The Sopranos

Christopher Rhoades Dÿkema crdbronx at erols.com
Wed Mar 6 08:08:00 PST 2002


Joanna Bujes makes a number of good points, and, in particular, shoots down the notion that the show is in itself sexist and an affirmation of masculinity. As she points out, there is little in it of the pseudo-nostalgic hankering for a past time of patriarchal authority. The GODFATHER movies, for example, showed a man, Michael Corleone, who turns back from modernity to a more antiquated form of masculine authority. And his wife, despite her origins in a more advanced capitalist social milieu, regresses with him, in the end becoming a Catholic. Obviously Catholicism originated in laggardly modernizing European countries, with stunted development of bourgeois institutions and bourgeois character structure. Significantly, GODFATHER I ends with several murders happening simultaneously with a Catholic ritual.
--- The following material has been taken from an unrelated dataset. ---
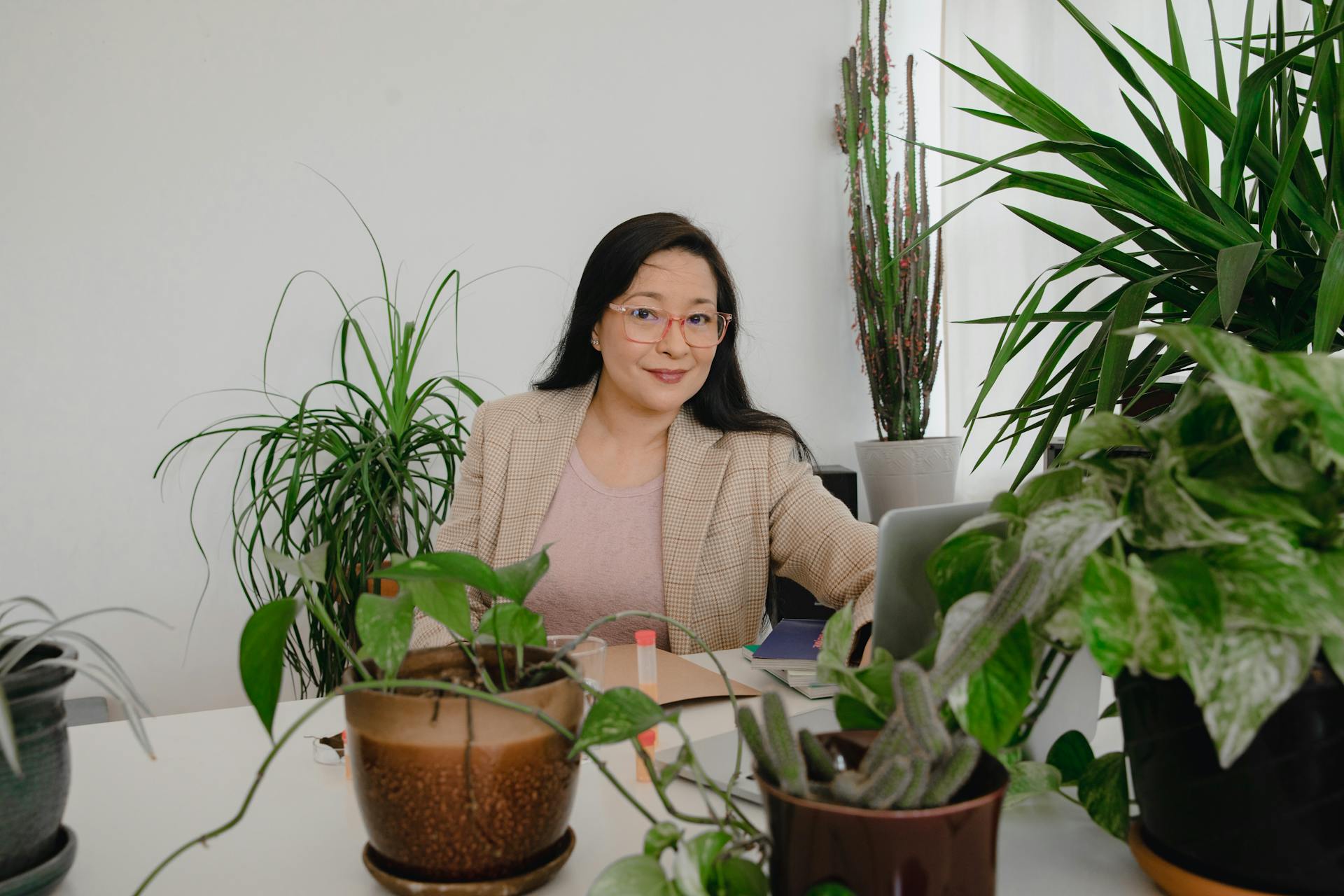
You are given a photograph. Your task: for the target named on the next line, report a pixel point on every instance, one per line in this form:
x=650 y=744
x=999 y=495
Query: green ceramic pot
x=31 y=805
By contrast, THE SOPRANOS embraces modernity, with, as Joanna points out, Tony driving to his McMansion, which is just as much his rooted place as any other. In THE GODFATHER, the suburban house was an adjunct to the urban immigrant roots. The Catholicism comes across much in much more developed characters, like Father Phil, one of the most clearly dishonest personalities in the show -- not violent and thuggish, but utterly phony. There's a place where even the hapless Carmella shoots him down. Also, another very contemporary aspect of his spuriousness is his modish new-agey quality, giving her books on Buddhism, while at the same time making pro forma statements about how only Catholicism is true, etc. He voices one of the clearest forms of regressive religiosity, the notion that one can transcend specific denominations in a search for a vague and generalized "spirituality."

Also, there's the point where Paulie Altieri has a moment of great anxiety when Christopher Moltisanti, (whose name, by the way, means "many saints") has a near-death experience. (Of the typical type involving a fantasy of a tunnel-like space -- a result of shutting down of the outer parts of brain function). Paulie feels God may actually be against him and goes to his own priest, who is sitting at an executive desk, and remonstrates: God hasn't kept his side of the bargain -- after all Paulie's donations, etc. In effect Paulie thinks Catholicism is a kind of protection racket in which the client acquires certain ethically enforceable claims. The priest doesn't really correct him, even though that issue was supposedly settled with the Tridentine reforms in the 16th century. Luther, after all, criticized the sale of indulgences, which Paulie apparently thinks he had bought, in effect.

The anti-clerical aspect of the SOPRANOS is one of its more clearly anti-sexist parts, inasmuch as Catholicism is much of the core of contemporary male-dominant ideology. I'm surprised the Catholic League hasn't had more to say about it.